01.09.2021 -- #

Since I started my 300 litre aquarium last January I’ve been periodicity testing the water; mostly with home test kits but I’ve also sent in two ICP analysis. The observation notes were in emacs using org mode but recently I’ve wanted a summery view of the data with graphs. I decided to come out of free text land to something more structured and rewrote the notes into yaml.

My partner is in data analytics field. I’m aware of the vast expanse of data tools and languages such as R, Python, Jupiter Notebooks… but, working professionally everyday in frontend technologies I thought it would be faster do build something custom with React + Redux Toolkit. I uploaded the yaml file to s3, which is publicly exposed via cloudfront same as this site, then set about using redux toolkit rtf query to fetch the observations and load then into redux state. After a few hours I got stuck trying to mix local component state, useState, with the redux state and had react re-rendering issues. Wow the frontend space is getting complex these days. In frustration I started looking for another approach.

screenshot

screenshot

What was that JavaScript Notebook service I created an account last year then didn’t make anything? … Oh yeah! Observable.

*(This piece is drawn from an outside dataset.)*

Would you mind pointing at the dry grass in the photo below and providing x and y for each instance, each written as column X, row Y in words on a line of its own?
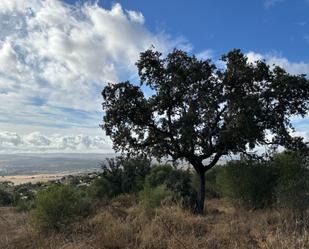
column 122, row 225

With Observable I was able to reuse a the JS I just wrote, importing axios and js-yaml seamlessly. Then using their builtin plot library I was pretty quickly able to make the visualisation and worked in basic interactivity to select water parameter and time window using their viewof functionality. Turned out to be way easier and faster then rolling my own tool. I would highly recommend trying it out for similar use cases.